Earlier this year the European Commission (“EC”) threatened to bring international shipping into the EU Emissions Trading Scheme (“EU ETS”) if the IMO did not adopt comprehensive emissions reduction measures. However, the Secretary-General of the IMO, Efthimios E. Mitropoulos, has stated that the IMO regulations should eliminate the need for unilateral regulation by the EC of international shipping’s GHG emissions.
EU Sulphur Directive
In similar news, the EC has taken recent steps to align the EU’s sulphur regulations with the IMO standards on sulphur content, contained in the MARPOL Annex VI. On 15 July 2011, the EC announced proposed amendments to the EU Sulphur Directive that are expected to reduce sulphur emissions from shipping by up to 90% and fine particle emissions by up to 80%.
As it currently stands, the EU Sulphur Directive provides that vessels at berth in European Member State ports cannot use marine fuels with a sulphur content exceeding 0.1% and Member States must ensure the sulphur content of marine fuels used within Sulphur Emission Control Areas (“SECAs”), or by passenger ships operating on regular services to or from any EU port, does not exceed 1.5%.
Under the proposed amendments to the EU Sulphur Directive, the maximum sulphur content of marine fuels used in SECAs will fall from 1.5% to 1% until 31 December 2014 and then to 0.1% as of 1 January 2015. The maximum sulphur content of marine fuels used by passenger ships operating on regular services to or from EU ports will fall from 1.5% to 0.1% as of 1 January 2020. Additionally, Member States must ensure that marine fuels are not used or placed on the market within their territory if the sulphur content exceeds 3.5% as of 1 January 2012, falling to 0.5% as of 1 January 2020. The amendments will also permit the use of emission abatement methods as an alternative to using marine fuels that meet the sulphur content requirements. The abatement methods must achieve reductions of sulphur dioxide that are at least equivalent to the reductions that would be achieved by using compliant marine fuels.
The new provisions of the EU Sulphur Directive are likely to put significant pressure on shipowners to make all the necessary modifications to their vessels within the tight deadlines imposed, and it is arguable that the capacity of oil refineries may not be adequate to produce the required amounts of low sulphur fuel.
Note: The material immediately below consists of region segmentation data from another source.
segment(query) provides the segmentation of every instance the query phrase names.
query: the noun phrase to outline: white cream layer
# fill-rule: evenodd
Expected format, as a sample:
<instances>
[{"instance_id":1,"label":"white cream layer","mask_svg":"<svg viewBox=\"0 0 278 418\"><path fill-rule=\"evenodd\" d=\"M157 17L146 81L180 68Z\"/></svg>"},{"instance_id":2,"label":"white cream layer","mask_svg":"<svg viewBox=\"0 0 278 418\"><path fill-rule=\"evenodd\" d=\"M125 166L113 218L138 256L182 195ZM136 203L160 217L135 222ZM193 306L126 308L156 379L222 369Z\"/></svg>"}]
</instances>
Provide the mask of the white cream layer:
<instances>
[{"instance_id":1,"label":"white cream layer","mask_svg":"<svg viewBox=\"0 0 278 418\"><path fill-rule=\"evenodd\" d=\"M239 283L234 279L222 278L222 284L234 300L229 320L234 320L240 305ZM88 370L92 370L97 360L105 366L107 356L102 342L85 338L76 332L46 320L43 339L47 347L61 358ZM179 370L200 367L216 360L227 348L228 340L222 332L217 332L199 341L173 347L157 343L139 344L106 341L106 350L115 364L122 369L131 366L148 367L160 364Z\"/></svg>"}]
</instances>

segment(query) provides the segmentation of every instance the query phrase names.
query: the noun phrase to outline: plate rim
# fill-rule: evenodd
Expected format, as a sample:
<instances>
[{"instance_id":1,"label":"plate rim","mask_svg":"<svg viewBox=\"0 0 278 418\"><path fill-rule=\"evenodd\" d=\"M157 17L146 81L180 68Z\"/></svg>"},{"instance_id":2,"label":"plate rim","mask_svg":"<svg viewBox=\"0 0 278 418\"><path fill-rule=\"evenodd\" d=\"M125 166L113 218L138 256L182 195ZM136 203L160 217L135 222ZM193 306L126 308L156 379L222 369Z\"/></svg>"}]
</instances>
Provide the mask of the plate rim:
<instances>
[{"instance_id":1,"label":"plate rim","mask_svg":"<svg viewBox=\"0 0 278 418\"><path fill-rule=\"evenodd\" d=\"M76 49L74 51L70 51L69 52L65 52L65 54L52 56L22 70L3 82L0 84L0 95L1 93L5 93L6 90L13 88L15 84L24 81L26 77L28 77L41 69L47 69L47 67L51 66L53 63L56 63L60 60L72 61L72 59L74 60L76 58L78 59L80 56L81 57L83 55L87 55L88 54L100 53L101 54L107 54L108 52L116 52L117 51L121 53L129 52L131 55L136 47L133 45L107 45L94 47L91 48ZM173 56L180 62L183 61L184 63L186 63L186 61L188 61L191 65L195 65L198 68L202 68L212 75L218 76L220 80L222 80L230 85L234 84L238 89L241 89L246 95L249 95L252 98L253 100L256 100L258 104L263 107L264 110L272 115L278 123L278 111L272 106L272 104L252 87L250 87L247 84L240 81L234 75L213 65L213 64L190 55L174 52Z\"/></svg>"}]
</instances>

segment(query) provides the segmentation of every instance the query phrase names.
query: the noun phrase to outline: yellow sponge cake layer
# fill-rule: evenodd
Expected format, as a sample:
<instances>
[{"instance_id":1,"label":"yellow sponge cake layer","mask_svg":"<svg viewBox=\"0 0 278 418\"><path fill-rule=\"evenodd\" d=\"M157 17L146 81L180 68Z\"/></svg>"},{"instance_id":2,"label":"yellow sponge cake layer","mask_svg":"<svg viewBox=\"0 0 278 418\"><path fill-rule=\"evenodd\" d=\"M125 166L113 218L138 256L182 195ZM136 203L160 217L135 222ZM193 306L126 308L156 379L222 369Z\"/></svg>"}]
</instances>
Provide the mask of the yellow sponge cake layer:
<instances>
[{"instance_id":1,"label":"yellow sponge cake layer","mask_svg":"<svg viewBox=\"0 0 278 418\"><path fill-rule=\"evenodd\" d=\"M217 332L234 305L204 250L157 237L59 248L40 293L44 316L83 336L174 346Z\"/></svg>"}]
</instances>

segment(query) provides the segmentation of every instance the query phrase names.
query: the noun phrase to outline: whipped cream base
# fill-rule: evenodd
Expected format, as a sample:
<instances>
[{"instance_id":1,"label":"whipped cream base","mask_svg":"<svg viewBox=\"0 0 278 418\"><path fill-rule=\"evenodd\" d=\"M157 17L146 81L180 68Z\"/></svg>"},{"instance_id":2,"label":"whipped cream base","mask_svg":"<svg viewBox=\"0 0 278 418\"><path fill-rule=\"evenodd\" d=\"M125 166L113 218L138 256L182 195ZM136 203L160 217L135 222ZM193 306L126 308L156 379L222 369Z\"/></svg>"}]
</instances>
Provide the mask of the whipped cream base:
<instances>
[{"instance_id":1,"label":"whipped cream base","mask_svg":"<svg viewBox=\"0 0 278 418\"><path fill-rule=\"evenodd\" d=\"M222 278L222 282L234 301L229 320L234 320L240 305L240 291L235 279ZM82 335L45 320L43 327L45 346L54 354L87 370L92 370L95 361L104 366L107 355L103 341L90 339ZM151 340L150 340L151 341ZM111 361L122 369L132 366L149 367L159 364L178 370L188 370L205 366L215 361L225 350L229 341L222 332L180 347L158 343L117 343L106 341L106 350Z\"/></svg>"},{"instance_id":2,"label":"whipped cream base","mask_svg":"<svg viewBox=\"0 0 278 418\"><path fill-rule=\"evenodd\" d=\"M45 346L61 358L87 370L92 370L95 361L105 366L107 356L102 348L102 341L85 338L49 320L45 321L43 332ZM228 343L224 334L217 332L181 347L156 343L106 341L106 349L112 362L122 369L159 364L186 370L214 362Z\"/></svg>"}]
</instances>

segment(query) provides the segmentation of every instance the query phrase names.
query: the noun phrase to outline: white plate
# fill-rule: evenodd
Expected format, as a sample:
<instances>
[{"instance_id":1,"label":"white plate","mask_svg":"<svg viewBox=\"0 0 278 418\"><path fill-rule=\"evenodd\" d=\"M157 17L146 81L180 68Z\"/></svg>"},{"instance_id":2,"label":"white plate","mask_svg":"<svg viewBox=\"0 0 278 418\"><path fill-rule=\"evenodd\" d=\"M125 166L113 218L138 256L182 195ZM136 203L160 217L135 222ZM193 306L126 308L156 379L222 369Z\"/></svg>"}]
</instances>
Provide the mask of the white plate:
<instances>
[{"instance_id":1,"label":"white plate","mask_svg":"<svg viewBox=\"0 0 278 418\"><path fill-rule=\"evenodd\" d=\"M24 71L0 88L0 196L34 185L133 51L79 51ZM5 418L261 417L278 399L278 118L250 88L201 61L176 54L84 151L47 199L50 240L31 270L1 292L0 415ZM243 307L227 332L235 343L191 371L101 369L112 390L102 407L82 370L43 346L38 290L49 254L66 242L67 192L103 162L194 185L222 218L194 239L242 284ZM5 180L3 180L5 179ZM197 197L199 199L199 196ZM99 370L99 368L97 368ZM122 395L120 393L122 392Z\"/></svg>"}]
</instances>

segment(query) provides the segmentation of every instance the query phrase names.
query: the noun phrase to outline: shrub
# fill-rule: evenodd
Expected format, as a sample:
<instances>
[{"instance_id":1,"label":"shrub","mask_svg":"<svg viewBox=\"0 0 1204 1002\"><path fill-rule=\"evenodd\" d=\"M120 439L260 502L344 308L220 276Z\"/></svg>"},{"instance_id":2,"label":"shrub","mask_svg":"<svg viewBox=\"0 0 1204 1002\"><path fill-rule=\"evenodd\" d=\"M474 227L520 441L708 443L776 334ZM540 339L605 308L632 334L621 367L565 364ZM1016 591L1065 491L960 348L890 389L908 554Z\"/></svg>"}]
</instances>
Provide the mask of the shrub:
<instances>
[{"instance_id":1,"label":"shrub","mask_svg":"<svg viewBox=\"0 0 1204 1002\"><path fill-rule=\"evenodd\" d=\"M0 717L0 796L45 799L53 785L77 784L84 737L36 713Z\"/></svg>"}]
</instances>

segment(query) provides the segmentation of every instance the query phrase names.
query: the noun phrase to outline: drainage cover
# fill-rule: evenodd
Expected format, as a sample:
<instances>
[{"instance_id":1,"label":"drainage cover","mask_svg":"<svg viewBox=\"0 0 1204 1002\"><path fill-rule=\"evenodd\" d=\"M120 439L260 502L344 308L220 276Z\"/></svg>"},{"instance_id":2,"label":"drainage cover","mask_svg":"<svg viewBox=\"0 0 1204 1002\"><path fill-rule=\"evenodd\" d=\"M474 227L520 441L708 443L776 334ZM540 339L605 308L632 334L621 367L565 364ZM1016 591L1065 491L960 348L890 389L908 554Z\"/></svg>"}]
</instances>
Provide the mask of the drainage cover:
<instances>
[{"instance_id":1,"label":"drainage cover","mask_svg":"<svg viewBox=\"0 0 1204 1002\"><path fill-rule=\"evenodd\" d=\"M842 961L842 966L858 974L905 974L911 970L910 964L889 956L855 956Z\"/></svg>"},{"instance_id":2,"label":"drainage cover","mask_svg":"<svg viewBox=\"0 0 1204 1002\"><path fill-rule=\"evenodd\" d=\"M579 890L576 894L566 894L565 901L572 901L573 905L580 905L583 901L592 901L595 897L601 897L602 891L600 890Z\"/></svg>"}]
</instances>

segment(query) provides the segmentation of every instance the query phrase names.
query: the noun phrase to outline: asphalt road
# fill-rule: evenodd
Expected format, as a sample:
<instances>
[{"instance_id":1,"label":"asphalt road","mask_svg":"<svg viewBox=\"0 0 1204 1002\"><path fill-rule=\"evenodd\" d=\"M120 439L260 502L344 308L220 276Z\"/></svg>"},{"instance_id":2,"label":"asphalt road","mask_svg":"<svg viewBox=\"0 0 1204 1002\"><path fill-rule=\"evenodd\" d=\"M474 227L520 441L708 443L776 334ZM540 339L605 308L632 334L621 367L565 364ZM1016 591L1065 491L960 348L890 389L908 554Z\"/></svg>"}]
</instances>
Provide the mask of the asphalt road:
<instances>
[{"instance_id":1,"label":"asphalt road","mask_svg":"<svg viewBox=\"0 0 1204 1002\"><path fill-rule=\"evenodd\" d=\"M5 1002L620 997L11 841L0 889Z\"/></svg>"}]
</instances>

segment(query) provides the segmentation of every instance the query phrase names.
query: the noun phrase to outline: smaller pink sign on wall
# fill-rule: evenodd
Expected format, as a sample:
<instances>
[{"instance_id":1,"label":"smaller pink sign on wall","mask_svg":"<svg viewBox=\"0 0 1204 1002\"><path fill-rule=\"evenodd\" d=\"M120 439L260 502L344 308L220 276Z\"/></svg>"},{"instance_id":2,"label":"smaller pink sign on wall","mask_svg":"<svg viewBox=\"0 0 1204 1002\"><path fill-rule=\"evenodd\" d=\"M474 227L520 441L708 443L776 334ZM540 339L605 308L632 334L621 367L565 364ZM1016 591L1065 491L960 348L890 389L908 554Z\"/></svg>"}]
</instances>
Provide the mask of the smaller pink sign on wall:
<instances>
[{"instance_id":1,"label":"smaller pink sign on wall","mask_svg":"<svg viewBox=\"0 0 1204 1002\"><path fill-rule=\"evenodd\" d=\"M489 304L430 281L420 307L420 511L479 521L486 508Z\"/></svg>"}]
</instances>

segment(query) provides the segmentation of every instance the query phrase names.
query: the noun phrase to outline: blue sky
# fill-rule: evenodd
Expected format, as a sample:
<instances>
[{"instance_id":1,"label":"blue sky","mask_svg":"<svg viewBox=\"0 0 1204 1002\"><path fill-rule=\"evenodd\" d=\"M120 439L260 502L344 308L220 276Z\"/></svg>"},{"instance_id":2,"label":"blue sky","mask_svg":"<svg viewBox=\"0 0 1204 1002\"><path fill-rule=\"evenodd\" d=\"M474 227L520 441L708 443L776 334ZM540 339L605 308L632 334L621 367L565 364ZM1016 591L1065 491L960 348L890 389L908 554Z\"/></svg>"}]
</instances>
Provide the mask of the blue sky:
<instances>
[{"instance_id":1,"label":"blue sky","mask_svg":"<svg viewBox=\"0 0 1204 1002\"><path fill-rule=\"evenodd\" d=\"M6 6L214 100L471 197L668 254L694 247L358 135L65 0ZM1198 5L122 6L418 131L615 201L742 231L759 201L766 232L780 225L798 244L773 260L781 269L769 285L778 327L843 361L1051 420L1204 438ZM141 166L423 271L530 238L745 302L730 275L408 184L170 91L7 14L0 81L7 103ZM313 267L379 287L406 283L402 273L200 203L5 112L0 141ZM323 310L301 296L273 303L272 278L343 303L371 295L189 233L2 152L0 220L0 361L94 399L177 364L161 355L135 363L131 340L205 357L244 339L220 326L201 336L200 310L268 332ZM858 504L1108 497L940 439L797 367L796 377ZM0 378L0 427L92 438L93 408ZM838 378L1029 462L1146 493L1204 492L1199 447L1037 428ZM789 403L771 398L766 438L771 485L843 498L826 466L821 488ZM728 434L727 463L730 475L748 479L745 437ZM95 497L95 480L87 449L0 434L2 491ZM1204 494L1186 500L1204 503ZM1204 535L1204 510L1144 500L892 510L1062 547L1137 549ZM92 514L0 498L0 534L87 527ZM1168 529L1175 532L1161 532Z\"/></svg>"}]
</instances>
Shipowners should take account of these new regulations in negotiating or renegotiating the allocation of costs in charterparties. Shipowners should also consider undertaking a cost-benefit analysis to determine whether it is more cost effective to invest in emission abatement technologies rather than to alter vessels to accommodate the lower sulphur fuel.
- All necessary modifications to ship’s equipment must be carried out to ensure compliance with the IMO regulations and the revised EU Sulphur Directive.
- Owners and charterers should be prepared to provide evidence of compliance with the IMO regulations and EU Sulphur Directive.
- All existing charterparties should be reviewed to ensure that liabilities for complying with the IMO regulations and EU Sulphur Directive.
- Owners, charterers, ship designers and ship builders should ensure that liabilities for complying with the new IMO regulations and the EU Sulphur Directive are adequately allocated in all new contracts.